淡いピンク色の花びらを眺めながら、美しい桃の花を咲かせる庭園の中を、大好きな友達と歩いていたい。
ずっと一緒にいようね、と他愛もない言葉を交わし、青い空を仰ぐのだ。


(阿斗…ごめん……)


君のためならこの命だって捧げられる。
故郷を捨て、咲良を忘れ…、全てを委ねても構わないと思える人だったのだ。
この先、阿斗以上に好きだと思える友達に出会うことは、決して無いだろう。

だから、もう、いいんだ。
大切なものを次から次へと奪う世界に、希望なんか抱かない。
だけど、せめて。
さよならぐらいは言わせてほしかった。




「うう…、ん…」


…長い夢を、見ていたような気がした。
もしかしたら、阿斗や趙雲と過ごした日々の全てが夢だったのではないかと、たった一瞬でも、思ってしまった。

目を覚ました時、悠生は最初に瞳にうつった天井が、現代のものではないことに少なからず、安堵していた。
だが、頭が鈍く痛み、すぐに己の置かれた状況を把握することは出来なかった。

窓の隙間から射し込む細長い光が眩しくて、目を細めた。
…生きていたのだ。
ただただ、意外なことのように思えた。
あの冷たい雨に打たれ、震えながら、凍死するのを待つだけだったはずなのに。

薄暗くて静かな、こじんまりとした狭い部屋に、悠生は寝かされていた。
黄皓は?マサムネはどうなったのだろう。
瀕死状態で…いや、冷たい雨の中で事切れてしまった友人の身を案じるも、思うように体が動かせない。
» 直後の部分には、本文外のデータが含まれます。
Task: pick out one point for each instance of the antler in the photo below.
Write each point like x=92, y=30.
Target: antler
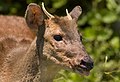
x=45, y=11
x=68, y=15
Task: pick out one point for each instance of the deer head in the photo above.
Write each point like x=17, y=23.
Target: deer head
x=62, y=41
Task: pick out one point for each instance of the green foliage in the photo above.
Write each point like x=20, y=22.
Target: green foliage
x=100, y=27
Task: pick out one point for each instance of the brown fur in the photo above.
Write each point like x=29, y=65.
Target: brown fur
x=27, y=57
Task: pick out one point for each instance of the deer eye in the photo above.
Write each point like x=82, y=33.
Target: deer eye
x=58, y=37
x=81, y=38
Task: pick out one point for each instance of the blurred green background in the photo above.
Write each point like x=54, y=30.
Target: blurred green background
x=100, y=27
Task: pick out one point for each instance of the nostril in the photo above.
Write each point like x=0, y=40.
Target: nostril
x=86, y=65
どうにか視線だけを動かし、悠生は寝台の傍で椅子に座り眠る若い女性を見たのだが、驚くよりも前に、何とも言えない…複雑な思いを抱いてしまった。


(孫尚香…か…、ああ、僕は…孫呉に助けられたのか…)


まだ、あどけなさを残す美しい娘。
劉備の夫人であり、阿斗の義母となった…孫尚香は蜀に深く関わりを持つ姫君だ。
ゲーム中では、呉軍の一員として、樊城の戦いにも参加していたこともあったはずだった。

つまり、自分は孫呉に救われたのだ。
感謝すべきか否か…、本来なら、あの場に捨て置かれていたのだから、まずは礼を言うのが筋だろう。
しかし、尚香に情けを掛けられた…それはすなわち、自分の身柄は孫呉に拘束されたということである。
知らぬ間に、国境を越えていた。
悠生が思った以上に、大切な人々との距離が開いてしまったようだ。